I think you're a but too general in saying that women who have had sex are considered incompetent by these lawmakers, as there are plenty of acceptable sexual behaviors to the "pro-life" crowd, many of them in situations that strongly resemble the ones discussed in the original post.

I think you're giving too much credit to misogynists, but whatever.

it's "this it's bad because it's an unnecessary violation of or bodies done under duress and it's designed to cause us pain and mental anguish to satisfy the selfish, patriarchal attitude of men that believe they know what women are thinking and what's best floor them."

There actually is an issue that is somewhat comparable to this, strangely:

The unwillingness to actually do anything about prison rape.

I mean, we're talking about crimes that happens with a very small pool of suspects who have almost no rights. 'Hey, look, the victim is able to point out the rapist, and we can collect his DNA without a warrant.'

It really won't be that hard to stop them in the first place, either, but regardless of that, all of them should be near-instantly solved. However, we do not. Because people in prison deserve to be raped, you see. We even make jokes about it.

Just like women who want an abortion. They had sex, so they deserve to be punished with a baby. And if that's not workable, well, they deserve to be punished in some other way.

So the proposed law you suggested might be helpful in some ways, but it doesn't fix the underlying problem.

I think it highlights the absurdity that we trust adults (And even older teenagers) with their own medical decisions in every other sense. We trust that doctors will inform them of all they need to know to make an informed decision, the risk, the reason for the procedure, and any possible side effects. We even let people choose to reject care and die.

Except for one of the few procedures that's just done on women, at which point it becomes acceptable to talk about 'informing' them by force of law.

Saito said...

Two points of amazement here:

One, that "writhing in pain" wasn't recognized as "having a period." Sure, it feels like you're dying. That's just what they're like.

Two, that anyone did anything for you other than scream at you to shut up already, take some tylenol, and SHUT UP ALREADY.

These events are so far outside the limits of my experience that I can't even process them.

Dragoness Eclectic said...

Warning: slight derail

I find the issue of doctors and medical technicians not stopping to explain what they are doing to be problematic. My own experience has been mixed: when my elderly mother was in her final illness and surgeries, getting anyone to tell me what was going on with her and what to expect was like pulling teeth from paranoid cheetah--amazing how fast they could avoid my questions. I think it was because she was dying, and they knew it, and didn't want to admit it to me, for whatever reason. Pissed me off, because if I had known for sure, I wouldn't have tormented myself with so much false hope, or authorized medical procedures that just gave her more pain instead of saving her.

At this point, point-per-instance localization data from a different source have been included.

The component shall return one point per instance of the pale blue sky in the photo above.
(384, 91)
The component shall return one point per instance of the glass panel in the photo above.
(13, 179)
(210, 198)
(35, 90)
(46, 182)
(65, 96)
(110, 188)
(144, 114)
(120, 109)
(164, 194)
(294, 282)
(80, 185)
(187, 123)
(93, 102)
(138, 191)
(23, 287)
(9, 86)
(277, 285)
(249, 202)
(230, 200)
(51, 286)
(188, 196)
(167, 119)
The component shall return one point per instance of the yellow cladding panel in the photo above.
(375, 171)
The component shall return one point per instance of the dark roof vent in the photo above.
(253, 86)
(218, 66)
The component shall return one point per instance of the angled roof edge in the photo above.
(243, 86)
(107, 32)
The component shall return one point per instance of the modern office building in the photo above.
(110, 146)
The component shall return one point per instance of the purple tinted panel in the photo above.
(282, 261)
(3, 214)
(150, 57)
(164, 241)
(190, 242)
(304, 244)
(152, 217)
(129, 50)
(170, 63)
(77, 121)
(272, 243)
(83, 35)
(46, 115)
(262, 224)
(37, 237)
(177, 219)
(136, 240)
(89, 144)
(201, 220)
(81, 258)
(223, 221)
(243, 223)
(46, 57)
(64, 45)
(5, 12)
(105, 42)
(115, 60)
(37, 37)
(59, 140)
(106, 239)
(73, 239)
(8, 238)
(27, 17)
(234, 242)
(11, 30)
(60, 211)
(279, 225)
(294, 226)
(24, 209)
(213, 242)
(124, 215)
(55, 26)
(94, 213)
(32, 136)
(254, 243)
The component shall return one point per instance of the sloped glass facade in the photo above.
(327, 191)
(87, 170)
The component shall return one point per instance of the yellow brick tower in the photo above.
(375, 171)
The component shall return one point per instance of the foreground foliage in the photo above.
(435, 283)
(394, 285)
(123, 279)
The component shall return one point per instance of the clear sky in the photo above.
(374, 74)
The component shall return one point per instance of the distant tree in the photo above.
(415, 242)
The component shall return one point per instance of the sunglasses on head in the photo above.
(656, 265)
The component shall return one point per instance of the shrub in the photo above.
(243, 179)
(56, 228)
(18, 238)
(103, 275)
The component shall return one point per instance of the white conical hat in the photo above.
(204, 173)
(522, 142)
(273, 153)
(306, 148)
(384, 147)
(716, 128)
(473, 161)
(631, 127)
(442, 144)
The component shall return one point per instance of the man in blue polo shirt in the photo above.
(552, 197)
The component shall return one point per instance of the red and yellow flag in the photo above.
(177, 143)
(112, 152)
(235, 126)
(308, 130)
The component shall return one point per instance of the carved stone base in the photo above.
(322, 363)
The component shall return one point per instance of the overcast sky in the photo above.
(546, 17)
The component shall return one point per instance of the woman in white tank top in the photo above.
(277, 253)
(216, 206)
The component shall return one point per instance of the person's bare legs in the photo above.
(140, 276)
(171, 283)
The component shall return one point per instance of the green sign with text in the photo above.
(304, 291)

On the other hand, for myself, I always ask what is going on and want a full technical description of what is being done and why, how the drugs I'm being prescribed work and what is the reasoning behind them, and so on. More than one doctor or nurse has pegged me as an engineer or computer programmer without knowing anything else about me; apparently we're the only type of people who want logical and technical explanations of medical procedures. I got the impression from them that they believe that the "average" person doesn't actually want to know the details. Go figure.